Three dimensional rotation of equations.

Question

I have a set of equations that describe a wire in (100) direction.

I want to rotate the wire such that it's in the direction (111).

My initial plan (which failed) was to use Euler coordinates and first apply a rotation $R_y(\pi/4)$ and then $R_z(\pi/4)$

where the rotation matrices are defined as follows:

$$\begin{alignat}{1} R_x(\theta) &= \begin{bmatrix} 1 & 0 & 0 \\ 0 & \cos \theta & -\sin \theta \\[3pt] 0 & \sin \theta & \cos \theta \\[3pt] \end{bmatrix} \\[6pt] R_y(\theta) &= \begin{bmatrix} \cos \theta & 0 & \sin \theta \\[3pt] 0 & 1 & 0 \\[3pt] -\sin \theta & 0 & \cos \theta \\ \end{bmatrix} \\[6pt] R_z(\theta) &= \begin{bmatrix} \cos \theta & -\sin \theta & 0 \\[3pt] \sin \theta & \cos \theta & 0\\[3pt] 0 & 0 & 1\\ \end{bmatrix} \end{alignat}$$

If I now peform the operation $R_z(\pi/4) R_y(\pi/4) [x, y, z]^T=\left[\begin{matrix}0.5 x - 0.5 y + 0.5\sqrt{2} z\\0.5\sqrt{2} x + 0.5\sqrt{2} y\\- 0.5 x + 0.5 y + 0.5\sqrt{2} z\end{matrix}\right]$

and fill in $[x,y,z]=[1,0,0]$ I get $\left[\begin{matrix}0.5 \\0.5\sqrt{2} \\- 0.5 \end{matrix}\right]$, while I want $\left[\begin{matrix}1/\sqrt{3} \\1/\sqrt{3} \\1/\sqrt{3} \end{matrix}\right]$.

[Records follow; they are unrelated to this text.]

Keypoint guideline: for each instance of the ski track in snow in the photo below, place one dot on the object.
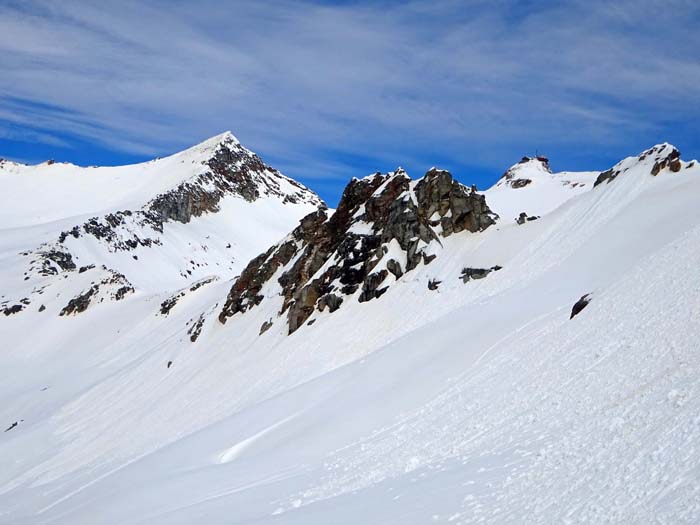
(476, 403)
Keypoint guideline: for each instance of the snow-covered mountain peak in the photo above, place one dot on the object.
(661, 157)
(530, 189)
(149, 227)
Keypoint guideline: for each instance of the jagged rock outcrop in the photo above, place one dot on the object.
(512, 176)
(384, 227)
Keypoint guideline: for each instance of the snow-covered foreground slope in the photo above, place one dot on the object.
(476, 401)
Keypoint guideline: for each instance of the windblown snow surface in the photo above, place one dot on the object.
(476, 402)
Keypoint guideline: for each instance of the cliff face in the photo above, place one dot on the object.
(384, 227)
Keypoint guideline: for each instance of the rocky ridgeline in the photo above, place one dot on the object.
(660, 157)
(384, 227)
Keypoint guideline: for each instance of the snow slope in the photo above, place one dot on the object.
(476, 402)
(160, 225)
(531, 187)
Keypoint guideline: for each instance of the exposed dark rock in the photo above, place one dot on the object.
(14, 309)
(54, 260)
(265, 326)
(433, 284)
(519, 183)
(80, 303)
(331, 301)
(122, 291)
(664, 156)
(672, 161)
(606, 176)
(524, 217)
(580, 305)
(477, 273)
(196, 329)
(328, 257)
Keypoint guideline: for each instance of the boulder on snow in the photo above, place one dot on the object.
(580, 305)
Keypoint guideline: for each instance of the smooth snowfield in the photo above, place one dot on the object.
(477, 402)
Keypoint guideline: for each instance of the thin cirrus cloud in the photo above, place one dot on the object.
(329, 90)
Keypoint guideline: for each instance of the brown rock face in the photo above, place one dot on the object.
(326, 259)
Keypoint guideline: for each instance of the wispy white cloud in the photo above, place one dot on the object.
(319, 86)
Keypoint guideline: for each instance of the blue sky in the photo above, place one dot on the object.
(327, 91)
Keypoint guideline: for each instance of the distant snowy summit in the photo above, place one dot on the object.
(217, 212)
(155, 226)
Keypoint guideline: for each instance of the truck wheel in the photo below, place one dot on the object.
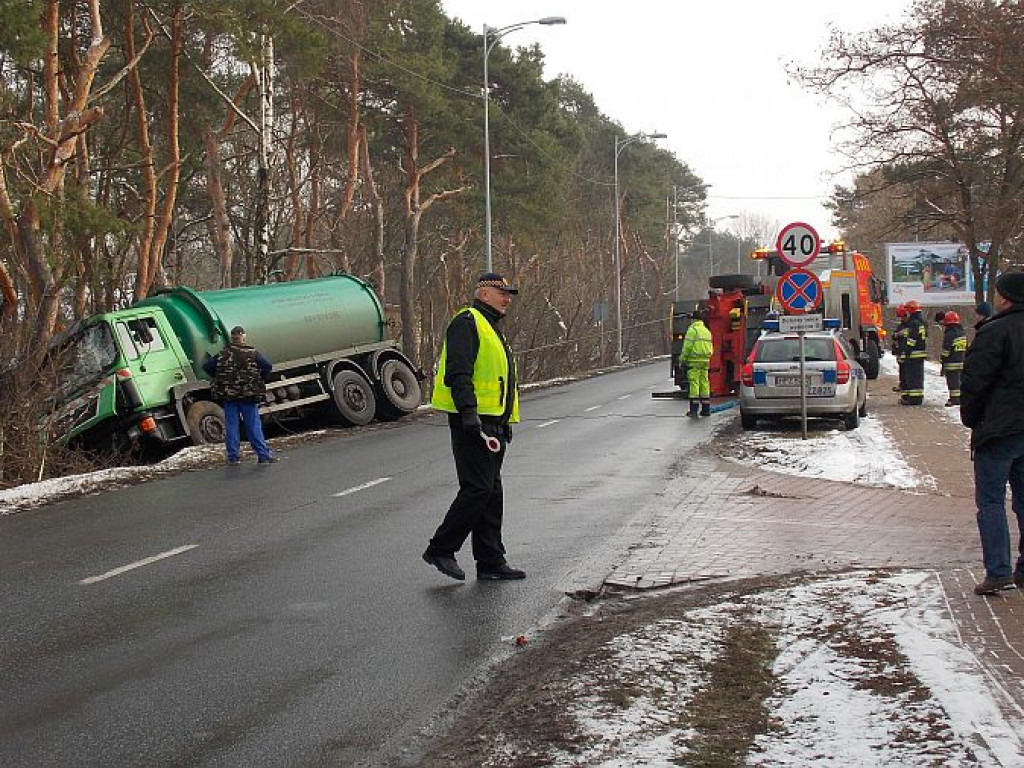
(206, 423)
(399, 390)
(354, 398)
(731, 281)
(873, 355)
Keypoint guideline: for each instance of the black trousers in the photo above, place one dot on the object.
(478, 506)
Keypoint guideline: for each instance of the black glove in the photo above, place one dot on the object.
(470, 421)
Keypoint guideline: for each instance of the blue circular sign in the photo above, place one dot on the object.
(799, 291)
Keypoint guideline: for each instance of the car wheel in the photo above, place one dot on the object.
(851, 420)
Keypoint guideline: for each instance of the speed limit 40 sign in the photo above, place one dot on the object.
(798, 244)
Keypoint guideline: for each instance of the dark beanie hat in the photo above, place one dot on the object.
(1011, 287)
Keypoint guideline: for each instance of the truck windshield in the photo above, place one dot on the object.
(88, 355)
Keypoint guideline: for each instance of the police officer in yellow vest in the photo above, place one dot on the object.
(695, 355)
(476, 386)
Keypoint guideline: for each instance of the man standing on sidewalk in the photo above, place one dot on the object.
(992, 406)
(953, 349)
(476, 386)
(240, 374)
(695, 357)
(915, 350)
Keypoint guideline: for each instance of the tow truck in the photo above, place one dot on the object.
(852, 293)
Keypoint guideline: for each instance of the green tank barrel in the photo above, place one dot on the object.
(285, 321)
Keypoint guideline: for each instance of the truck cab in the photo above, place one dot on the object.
(111, 373)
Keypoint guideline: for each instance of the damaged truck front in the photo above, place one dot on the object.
(134, 378)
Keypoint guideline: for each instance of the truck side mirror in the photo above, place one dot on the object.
(141, 329)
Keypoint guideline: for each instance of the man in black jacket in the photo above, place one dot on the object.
(239, 374)
(992, 406)
(476, 386)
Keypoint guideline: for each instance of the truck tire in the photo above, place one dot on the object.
(873, 355)
(353, 397)
(731, 281)
(206, 423)
(398, 390)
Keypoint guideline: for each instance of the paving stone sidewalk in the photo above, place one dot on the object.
(723, 520)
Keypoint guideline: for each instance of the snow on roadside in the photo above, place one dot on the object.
(34, 495)
(869, 672)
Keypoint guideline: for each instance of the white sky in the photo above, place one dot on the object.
(712, 77)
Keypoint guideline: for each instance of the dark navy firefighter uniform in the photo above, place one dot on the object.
(915, 346)
(953, 351)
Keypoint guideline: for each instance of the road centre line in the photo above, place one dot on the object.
(138, 564)
(364, 486)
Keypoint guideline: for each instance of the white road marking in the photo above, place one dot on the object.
(138, 563)
(364, 486)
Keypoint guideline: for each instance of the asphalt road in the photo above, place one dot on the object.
(291, 620)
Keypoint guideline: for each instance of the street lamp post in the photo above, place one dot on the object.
(711, 238)
(495, 35)
(620, 145)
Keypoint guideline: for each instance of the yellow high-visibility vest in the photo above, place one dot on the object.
(491, 374)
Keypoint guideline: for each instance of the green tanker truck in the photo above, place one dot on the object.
(134, 377)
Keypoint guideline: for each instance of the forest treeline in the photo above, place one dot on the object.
(145, 144)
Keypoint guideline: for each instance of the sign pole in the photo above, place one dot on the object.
(803, 389)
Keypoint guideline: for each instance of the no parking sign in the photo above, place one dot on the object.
(799, 291)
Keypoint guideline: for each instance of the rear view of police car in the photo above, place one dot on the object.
(837, 385)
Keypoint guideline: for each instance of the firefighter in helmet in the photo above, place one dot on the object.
(953, 350)
(914, 354)
(695, 357)
(899, 346)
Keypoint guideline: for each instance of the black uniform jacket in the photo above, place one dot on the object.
(992, 389)
(462, 345)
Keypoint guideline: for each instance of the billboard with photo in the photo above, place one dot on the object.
(932, 273)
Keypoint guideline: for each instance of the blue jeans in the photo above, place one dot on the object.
(996, 463)
(249, 412)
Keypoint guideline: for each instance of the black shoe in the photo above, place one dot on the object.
(503, 572)
(446, 564)
(991, 586)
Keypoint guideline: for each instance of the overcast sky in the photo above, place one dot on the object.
(712, 76)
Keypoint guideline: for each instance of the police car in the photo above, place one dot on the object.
(835, 378)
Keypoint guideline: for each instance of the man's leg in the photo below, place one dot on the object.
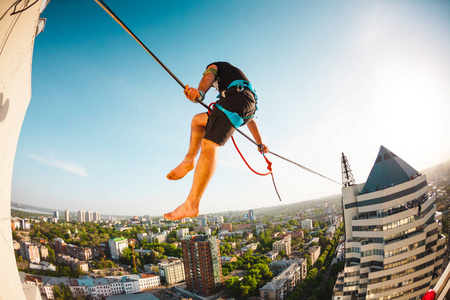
(197, 131)
(206, 166)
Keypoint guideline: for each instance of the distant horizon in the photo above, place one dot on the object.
(210, 213)
(106, 123)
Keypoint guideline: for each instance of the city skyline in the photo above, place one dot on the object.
(106, 123)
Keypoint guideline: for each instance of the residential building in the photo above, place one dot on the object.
(116, 246)
(307, 224)
(74, 263)
(89, 216)
(278, 266)
(227, 226)
(202, 220)
(173, 271)
(284, 244)
(393, 247)
(182, 232)
(251, 215)
(227, 259)
(314, 253)
(203, 270)
(157, 237)
(60, 245)
(80, 216)
(283, 284)
(94, 288)
(43, 251)
(30, 252)
(141, 236)
(272, 254)
(220, 220)
(24, 224)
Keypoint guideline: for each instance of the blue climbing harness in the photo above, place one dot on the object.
(234, 118)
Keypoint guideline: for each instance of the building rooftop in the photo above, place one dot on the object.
(388, 170)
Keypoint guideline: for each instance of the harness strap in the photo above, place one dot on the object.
(234, 118)
(269, 167)
(241, 84)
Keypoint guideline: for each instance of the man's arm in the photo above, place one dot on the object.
(255, 132)
(204, 85)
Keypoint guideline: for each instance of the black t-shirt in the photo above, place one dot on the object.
(227, 73)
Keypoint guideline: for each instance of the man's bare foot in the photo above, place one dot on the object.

What in my reasoning is incorrect, and how can I solve it?

Answer 1

I suggest a solution which consists in defining the rotation as an orthogonal transformation that preserves orientation in $\mathbb{R}^3$. We denote by $e_1=(1,0,0)^T, e_2=(0,1, 0)^T, e_3=(0,0,1)^T$ the standard basis in $\mathbb{R}^3$. Now we construct a new orthonormal basis $(u_1, u_2, u_3)$, where $u_1=\dfrac{1}{\sqrt{3}}(1,1,1)^T$ is the unit vector associated to $v=(1,1,1)^T$. The orthogonal complement of $v$ is defined as $v^\perp=\{w=(x,y,z)^T\:|\: w\perp v \Leftrightarrow v^Tw=0 \Leftrightarrow x+y+z=0\}$. The subspace $v^\perp$ is 2-dimensional. We choose a vector $w=(-1,1,0)^T$ in this subspace and denote by $u_2=\dfrac{1}{\sqrt{2}}(-1,1,0)^T$ its unit vector. The cross product $u_1\times u_2:=u_3=\dfrac{1}{\sqrt{6}}(-1,-1, 2)^T$ is a unit vector in $v^\perp$, and by construction the orthonormal basis $(u_1, u_2, u_3)$ is positively oriented. Thus the linear map $R:\mathbb{R}^3\to\mathbb{R}^3$ such that $R(e_k)=u_k$, $k=1,2,3$, is the required rotation. Its matrix with respect to the standard basis is the matrix $A$ having as columns the vectors $R(e_1), R(e_2), R(e_3)$: $$A=\left[\begin{array}{rrr}\dfrac{1}{\sqrt{3}}&-\dfrac{1}{\sqrt{2}}&-\dfrac{1}{\sqrt{6}}\\\dfrac{1}{\sqrt{3}}&\dfrac{1}{\sqrt{2}}&-\dfrac{1}{\sqrt{6}}\\\dfrac{1}{\sqrt{3}}&0&\dfrac{2}{\sqrt{6}}\end{array}\right]$$ $R$ associates to each vector $s=(x,y,z)^T$, the vector $$R(s)=A\left[\begin{array}{c}x\\y\\z\end{array}\right]$$

Answer 2

One problem is that the angle between the $z$-axis and the vector $(1,1,1)$ is not $\frac\pi4.$

An alternative way to do such a rotation is to decide where you want the images of all three basis vectors to be, and form your rotation matrix directly from that information.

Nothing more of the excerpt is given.